The last issue that I had running the 1401 diagnostic (aside from Console I/O input working in neither 1410 nor 1401 mode) was “ERR ?3S” in diagnostic M011A, which corresponds to diagnostic location 07032 (the routine actually starts at location 06980). This is test RN111, the very last test in the diagnostic.
The diagnostic comment block says it all:
RN111
TURN ON OVFVLW IND WITH ADD INSTR
EXECUTE BR INSTR WITH UNITS PSN OF
A ADDR CONTAINING Z
TEST FOR OVLW IND STILL ON
Trouble was, the overflow indicator was indeed off after executing the branch instruction at location 7016 (which branches to location 7899, which was set up to just branch right back to location 7020.) What is so special about the “Z”? Well, it turns out the “Z” is the d-character for a B(I)Z instruction – branch on overflow (a sample of which is at location 7027). But why should that ever be in the Op Modifier register for an unconditional branch instruction that has no “d” character?
Well, it turns out that the 1401 mode instruction readout often places a character from the address into the Op Modifier register, as noted in the IBM 1401-1410 Compatibility CE Instructional Manual, Figure 3B on page 9.
There were a few possibilities for this problem, and a few possible cures for this. In the end, some simulation runs demonstrated that the reset occurred because “Z” was indeed still in the Op Modifier register when the unconditional branch was set up.
There were several possible cures that might have fixed this, focused on the fact that in a normal B(I)d conditional branch the d character is read out later in the I cycle – so maybe one could reset the Op Modifier register after the address was read out and the following character had a word mark – indicating that the branch had not “d” character at all. But in thinking about it I wondered why this very specific test was in the diagnostic – and as the last test, which maybe meant this was an issue that was uncovered in the field (and perhaps only on machines with the Accelerator special feature).
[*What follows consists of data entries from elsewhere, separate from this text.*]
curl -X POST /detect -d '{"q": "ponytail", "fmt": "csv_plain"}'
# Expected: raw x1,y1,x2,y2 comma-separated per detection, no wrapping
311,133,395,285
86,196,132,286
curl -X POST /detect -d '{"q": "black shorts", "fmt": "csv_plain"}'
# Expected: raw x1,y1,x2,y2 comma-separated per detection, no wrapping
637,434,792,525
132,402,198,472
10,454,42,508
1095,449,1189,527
The reset of the Op Modifier register is controlled on ALD 15.38.04.1. Interestingly, a very relevant signal, +S CHAR TEST BRANCH OP CODE that this page says originates on page 13.13.05.1, does not show up on page 15.38.04.1 as a destination. I had had to “add” that signal into the signal list when I came to page 15.38.04.1 when I entered the data for that page into the database. Perhaps more interestingly, the Instructional Logic Diagram for this ALD, part of ILD Figure 26, shows the signal as instead being +S 1401 COND TEST OP CODE , and is designed to reset the Op Modifier register when:
- +S 1401 COND TEST OP CODE is active AND
- In 1401 Mode AND
- The B Channel has a WM Bit (i.e., end of the instruction) AND
- Logic Gate D AND
- I Ring 8 Time
Well gee whiz… this was exactly the kind of signal I was looking for to fix this problem. So, to fix it, all I did was change +S CHAR TEST BRANCH OP CODE on the ALD to the one the ILD specified, +S 1401 COND TEST OP CODE, and the problem was cured, with no side effects causing other problems.
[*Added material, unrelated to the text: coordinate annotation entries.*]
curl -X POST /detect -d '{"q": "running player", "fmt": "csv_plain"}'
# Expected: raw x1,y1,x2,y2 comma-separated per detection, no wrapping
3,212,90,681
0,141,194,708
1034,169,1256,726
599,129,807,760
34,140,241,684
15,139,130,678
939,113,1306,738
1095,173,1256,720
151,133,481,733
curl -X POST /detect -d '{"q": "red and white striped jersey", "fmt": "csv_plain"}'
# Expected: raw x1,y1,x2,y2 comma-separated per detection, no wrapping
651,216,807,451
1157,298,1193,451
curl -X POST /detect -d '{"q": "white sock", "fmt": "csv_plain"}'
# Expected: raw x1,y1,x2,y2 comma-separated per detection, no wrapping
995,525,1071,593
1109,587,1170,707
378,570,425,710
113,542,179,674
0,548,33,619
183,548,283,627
So this was presumably a case of either a) a mismatch between a page denoting it is for the ACC feature (15.38.04.1) and the source page of 13.13.05.1 which does not call out the ACC feature, or, perhaps, page 15.38.04.1 being “down level” – not having a necessary ECO t fix this. When I did the change, I set up an “ECO” JRJ005 in the database.
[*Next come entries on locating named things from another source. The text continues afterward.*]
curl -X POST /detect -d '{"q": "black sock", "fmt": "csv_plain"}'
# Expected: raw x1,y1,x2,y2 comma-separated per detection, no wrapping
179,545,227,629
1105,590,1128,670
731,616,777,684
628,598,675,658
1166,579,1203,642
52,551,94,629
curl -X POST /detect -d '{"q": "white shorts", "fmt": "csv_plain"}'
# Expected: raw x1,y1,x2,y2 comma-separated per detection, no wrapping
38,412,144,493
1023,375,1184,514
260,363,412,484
With this, the 1401 diagnostic M011A runs to completion without errors, as does the 1410 CPU diagnostic CU01.
During this testing, however, I discovered an issue affecting both 1410 and 1401 mode: Console I/O Input does not work – the characters don’t seem to make it into “core”, and when Inquiry Release is pressed, the I/O operation does not complete. This could be something as simple as a support console software bug or, more likely, an issue in the interface between the 1415 console emulation VHDL and the 1411 CPU Channel, since 1415 Console Input during console control operations (setting addresses, memory data, etc. all seem to work mostly OK). Time will tell.